Since many of the deceased patients were already severely or terminally ill, it remains unclear how much of a part C. auris played in their demise.
“Since January 2021, however, the Antibiotic Resistance Laboratory Network has detected independent clusters of pan-resistant or echinocandin-resistant cases in Texas and the District of Columbia,” the report continued. “Each cluster involved common health care encounters and no known previous echinocandin exposure, suggesting transmission of pan- and echinocandin-resistant strains for the first time in the United States.”
C. auris is difficult for doctors to identify with standard laboratory methods, leading to misidentifications in labs without “specific technology,” according to the CDC webpage on the fungus. It is crucial for health care workers to properly and hastily identify the infection in hospitalized patients so that special precautions can be taken to curb its spread.

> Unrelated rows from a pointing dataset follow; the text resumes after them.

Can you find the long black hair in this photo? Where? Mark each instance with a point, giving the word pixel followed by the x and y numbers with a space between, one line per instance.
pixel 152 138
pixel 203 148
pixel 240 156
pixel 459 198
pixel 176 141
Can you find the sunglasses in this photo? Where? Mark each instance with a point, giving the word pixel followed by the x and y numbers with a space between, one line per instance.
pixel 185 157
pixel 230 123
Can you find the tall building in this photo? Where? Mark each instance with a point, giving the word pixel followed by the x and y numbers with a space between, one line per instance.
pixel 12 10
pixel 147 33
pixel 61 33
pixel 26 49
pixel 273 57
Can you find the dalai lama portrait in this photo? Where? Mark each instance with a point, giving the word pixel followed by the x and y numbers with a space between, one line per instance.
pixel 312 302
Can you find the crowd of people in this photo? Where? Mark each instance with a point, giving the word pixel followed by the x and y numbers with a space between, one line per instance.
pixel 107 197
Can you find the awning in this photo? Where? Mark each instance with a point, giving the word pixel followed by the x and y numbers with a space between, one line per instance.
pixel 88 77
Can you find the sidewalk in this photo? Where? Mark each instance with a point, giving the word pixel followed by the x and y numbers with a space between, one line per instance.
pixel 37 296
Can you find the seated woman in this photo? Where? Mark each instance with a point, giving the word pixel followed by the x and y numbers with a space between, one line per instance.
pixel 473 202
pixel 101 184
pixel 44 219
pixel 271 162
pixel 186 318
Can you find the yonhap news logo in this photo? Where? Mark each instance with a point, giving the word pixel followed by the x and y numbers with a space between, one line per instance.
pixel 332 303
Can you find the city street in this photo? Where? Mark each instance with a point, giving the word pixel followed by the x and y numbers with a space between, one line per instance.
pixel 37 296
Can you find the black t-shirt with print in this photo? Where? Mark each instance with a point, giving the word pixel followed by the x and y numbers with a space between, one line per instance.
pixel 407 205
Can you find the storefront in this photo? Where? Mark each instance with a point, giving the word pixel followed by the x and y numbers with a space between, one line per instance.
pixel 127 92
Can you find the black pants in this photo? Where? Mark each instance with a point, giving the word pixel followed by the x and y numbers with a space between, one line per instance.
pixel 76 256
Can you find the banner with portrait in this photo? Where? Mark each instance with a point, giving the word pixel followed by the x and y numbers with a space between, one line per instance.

Although not all strains of the bug are resistant to the three drug classes used to treat fungal infections, most of the strains detected so far have been resistant to at least one drug, and more than one-third were resistant to two drug classes.
“These two simultaneous, independent clusters of pan- or echinocandin-resistant C. auris cases in patients with overlapping inpatient health care exposures and without previous echinocandin use provide the first evidence suggesting that pan- or echinocandin-resistant C. auris strains might have been transmitted in U.S. health care settings,” the CDC report continued. “Surveillance, public health reporting, and infection control measures are critical to containing further spread. Clinicians should consider early antifungal susceptibility testing in patients with C. auris infection, especially in those with treatment failure.”